Most of the news stories about the death of the Reverend Billy Graham highlight how he reached out to various U.S. presidents in times of crisis. He counseled Lyndon Johnson in the days when the Vietnam war was heating up, and he gave spiritual support to Richard Nixon through the Watergate scandal. He prayed with Bill Clinton after the affair with Monica Lewinsky became national news. He had a close friendship with Ronald Regan, and he also met with Barack Obama at the White House. George W. Bush has even credited Graham with helping him to overcome alcoholism after Graham advised him to turn his life over to Jesus. Billy Graham also gave prayers at the inaguration of three presidents—Richard Nixon, George H. W. Bush, and Bill Clinton (both times). One could say that he was a spiritual adviser to most of the twelve presidents who were in office during his days of preaching the gospel to large crowds.
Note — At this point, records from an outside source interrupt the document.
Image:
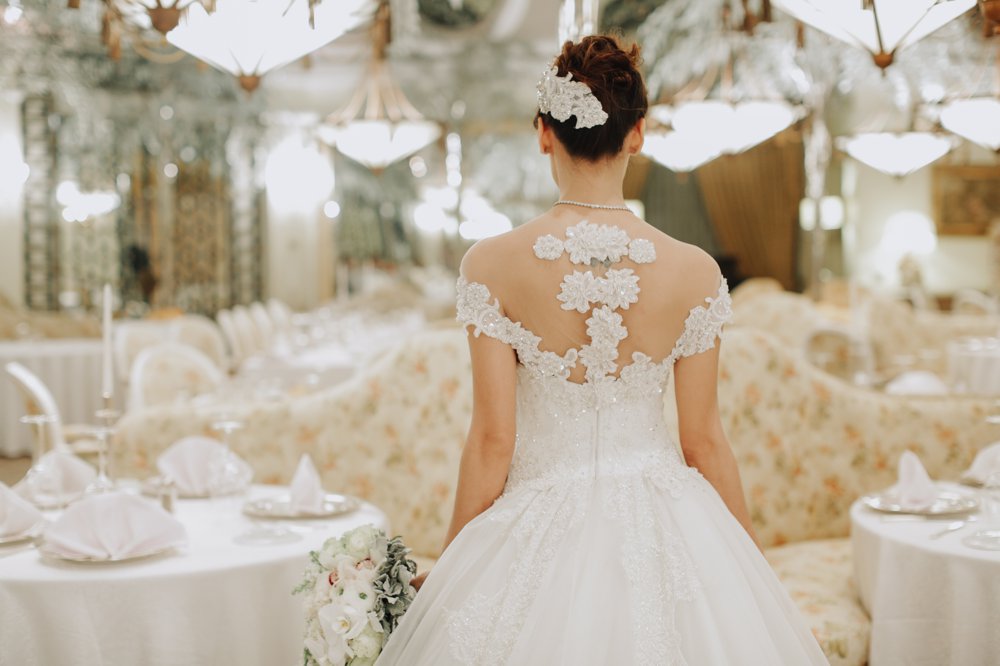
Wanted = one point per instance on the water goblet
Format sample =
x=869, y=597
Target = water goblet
x=989, y=537
x=224, y=472
x=102, y=483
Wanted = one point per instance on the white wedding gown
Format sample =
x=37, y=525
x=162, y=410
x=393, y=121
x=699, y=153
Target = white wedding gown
x=605, y=548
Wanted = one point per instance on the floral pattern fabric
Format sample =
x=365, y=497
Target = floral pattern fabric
x=820, y=579
x=807, y=446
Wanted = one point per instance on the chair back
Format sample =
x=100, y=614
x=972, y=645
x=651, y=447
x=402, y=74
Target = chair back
x=224, y=318
x=131, y=337
x=204, y=335
x=164, y=373
x=266, y=329
x=38, y=401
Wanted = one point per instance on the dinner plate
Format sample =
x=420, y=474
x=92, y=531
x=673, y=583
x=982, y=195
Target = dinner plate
x=29, y=533
x=153, y=485
x=946, y=503
x=970, y=481
x=983, y=540
x=47, y=552
x=281, y=507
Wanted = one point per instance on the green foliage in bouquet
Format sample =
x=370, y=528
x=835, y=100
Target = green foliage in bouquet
x=357, y=588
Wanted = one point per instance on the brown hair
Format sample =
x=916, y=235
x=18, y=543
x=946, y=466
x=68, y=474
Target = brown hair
x=612, y=74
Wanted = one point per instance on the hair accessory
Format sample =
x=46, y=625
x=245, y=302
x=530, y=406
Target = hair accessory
x=561, y=98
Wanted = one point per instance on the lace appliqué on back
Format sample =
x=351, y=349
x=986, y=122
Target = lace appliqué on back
x=582, y=291
x=475, y=309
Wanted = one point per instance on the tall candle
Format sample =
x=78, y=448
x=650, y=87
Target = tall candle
x=107, y=382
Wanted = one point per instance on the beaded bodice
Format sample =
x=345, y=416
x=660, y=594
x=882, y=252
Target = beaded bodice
x=611, y=422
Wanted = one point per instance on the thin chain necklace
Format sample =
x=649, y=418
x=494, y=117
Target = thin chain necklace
x=570, y=202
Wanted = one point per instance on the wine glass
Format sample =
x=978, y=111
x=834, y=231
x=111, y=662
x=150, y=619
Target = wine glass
x=989, y=537
x=102, y=483
x=224, y=471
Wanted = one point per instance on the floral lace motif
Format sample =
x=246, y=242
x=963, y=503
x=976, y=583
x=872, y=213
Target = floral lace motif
x=704, y=324
x=475, y=309
x=572, y=438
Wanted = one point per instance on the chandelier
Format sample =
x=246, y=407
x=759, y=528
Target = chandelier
x=976, y=119
x=897, y=153
x=135, y=18
x=249, y=38
x=379, y=126
x=161, y=15
x=880, y=27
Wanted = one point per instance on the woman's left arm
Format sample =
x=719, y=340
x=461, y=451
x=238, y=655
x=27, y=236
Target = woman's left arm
x=489, y=446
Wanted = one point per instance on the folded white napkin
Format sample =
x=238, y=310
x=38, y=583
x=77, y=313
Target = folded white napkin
x=57, y=473
x=916, y=382
x=307, y=489
x=17, y=515
x=986, y=463
x=113, y=526
x=193, y=464
x=914, y=488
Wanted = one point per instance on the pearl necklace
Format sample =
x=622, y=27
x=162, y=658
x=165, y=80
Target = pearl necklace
x=587, y=205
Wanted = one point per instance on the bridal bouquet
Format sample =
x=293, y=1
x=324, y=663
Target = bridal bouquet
x=357, y=587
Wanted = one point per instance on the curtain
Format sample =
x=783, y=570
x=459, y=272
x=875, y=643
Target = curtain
x=752, y=200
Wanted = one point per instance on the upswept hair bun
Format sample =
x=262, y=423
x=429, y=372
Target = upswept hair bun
x=612, y=74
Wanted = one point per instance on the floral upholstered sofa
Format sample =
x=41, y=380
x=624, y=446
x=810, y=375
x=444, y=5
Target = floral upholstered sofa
x=807, y=446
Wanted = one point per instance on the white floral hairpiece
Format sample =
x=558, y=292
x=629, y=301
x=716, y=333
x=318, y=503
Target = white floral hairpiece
x=561, y=98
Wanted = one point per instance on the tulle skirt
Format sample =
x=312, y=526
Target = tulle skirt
x=621, y=571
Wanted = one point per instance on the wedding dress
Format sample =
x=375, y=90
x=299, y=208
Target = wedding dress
x=605, y=548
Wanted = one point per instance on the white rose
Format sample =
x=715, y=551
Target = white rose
x=367, y=645
x=366, y=572
x=329, y=552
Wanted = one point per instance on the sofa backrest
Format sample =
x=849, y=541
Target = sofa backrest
x=809, y=444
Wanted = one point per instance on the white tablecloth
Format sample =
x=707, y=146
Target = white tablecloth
x=72, y=371
x=933, y=602
x=304, y=370
x=214, y=604
x=974, y=365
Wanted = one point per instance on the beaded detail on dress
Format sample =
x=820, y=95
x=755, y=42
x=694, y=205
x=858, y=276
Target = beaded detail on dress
x=592, y=245
x=602, y=442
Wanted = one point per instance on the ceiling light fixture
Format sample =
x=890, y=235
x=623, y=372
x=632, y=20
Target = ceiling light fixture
x=249, y=38
x=881, y=27
x=897, y=153
x=379, y=126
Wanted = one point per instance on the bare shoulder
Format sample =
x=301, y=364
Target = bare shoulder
x=488, y=259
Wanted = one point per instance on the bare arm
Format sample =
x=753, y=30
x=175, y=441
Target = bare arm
x=489, y=446
x=702, y=438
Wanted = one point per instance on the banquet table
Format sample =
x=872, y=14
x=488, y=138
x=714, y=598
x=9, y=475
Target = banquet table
x=70, y=368
x=933, y=602
x=214, y=602
x=974, y=365
x=305, y=370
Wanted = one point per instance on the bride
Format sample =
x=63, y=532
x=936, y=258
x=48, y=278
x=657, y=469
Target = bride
x=580, y=536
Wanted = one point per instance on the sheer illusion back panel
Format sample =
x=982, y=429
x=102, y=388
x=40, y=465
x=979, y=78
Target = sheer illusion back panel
x=528, y=288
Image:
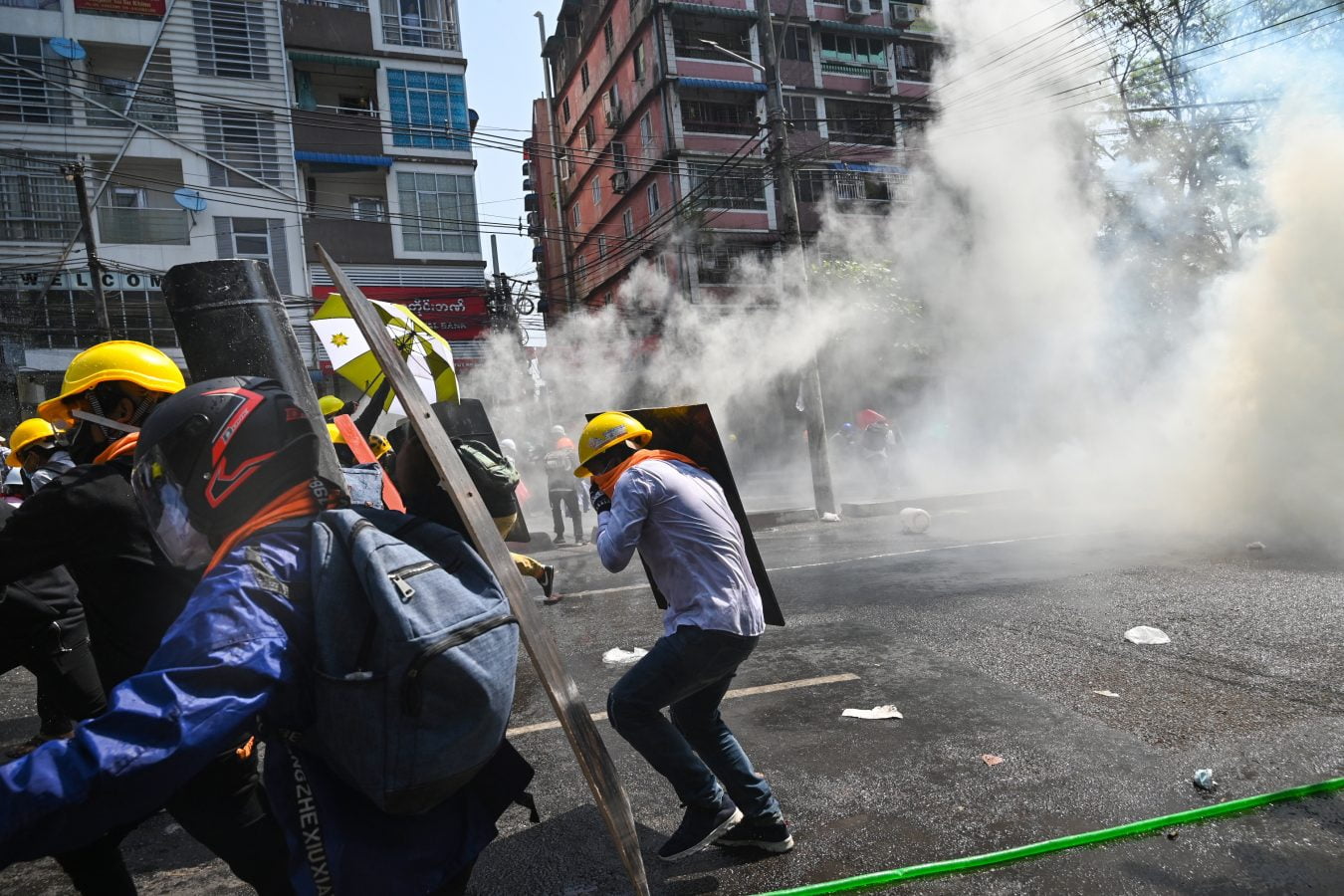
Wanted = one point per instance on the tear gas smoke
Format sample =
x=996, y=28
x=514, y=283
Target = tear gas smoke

What may not be so evident is a long tradition of national leaders seeking spiritual counsel from godly individuals. The tradition reaches back even into Old Testament times, when these spiritual leaders were called “prophets.” Prophets sometimes anointed a king or were otherwise involved in getting them to the throne. Samuel anointed both Saul (1 Sam. 10:1) and David (1 Sam. 16:13) to be king over Israel. Nathan conveyed the Lord’s promise to David that his kingdom would last forever (2 Sam. 7:16). Ahijah anointed Jeroboam to rule over the ten northern tribes when the kingdom of Israel divided into north and south. Elisha carried out Elijah’s commission to anoint Jehu, prompting him to come to the northern throne in a bloody coup (1 Kings 19:16; 2 Kings 9).
Isaiah may be the most noteworthy example of a prophet who served as spiritual adviser to kings. When Ahaz king of Judah feared that the kingdom would be lost in battle to a coalition of the kings of Israel and Aram, the Lord sent Isaiah to give him an encouraging message. Ahaz refused to believe the message, though, and Isaiah gave the famous prophecy of the virgin who would conceive a child and name him Immanuel (Isaiah 7:14). Hezekiah, the son of Ahaz, was more receptive to Isaiah’s ministry. When the Assyrians threatened Jerusalem, Hezekiah prayed and Isaiah assured him that the Lord would deliver Jerusalem and Judah from the Assyrians (2 Kings 18:13-34).
The Assyrians were a tremendous threat to Jerusalem and Judah, but God delivered them by a great miracle that drove the Assyrians back to their own land (2 Kings 18:35–36). When our own country was severely tested by the terrorist attack of September 11, 2001, Billy Graham delivered a sermon at the National Cathedral in Washington, D.C. that encouraged the nation to trust in God. He affirmed that “God cares for us,” and he called for national revival. Spiritual leaders like Billy Graham seem to be rather rare today. There was hope that 9/11 would unite our nation, but since then we have become severely divided. I pray that our God would raise up another Billy Graham to bring our nation together through revival and through spiritual counsel given to our political leaders.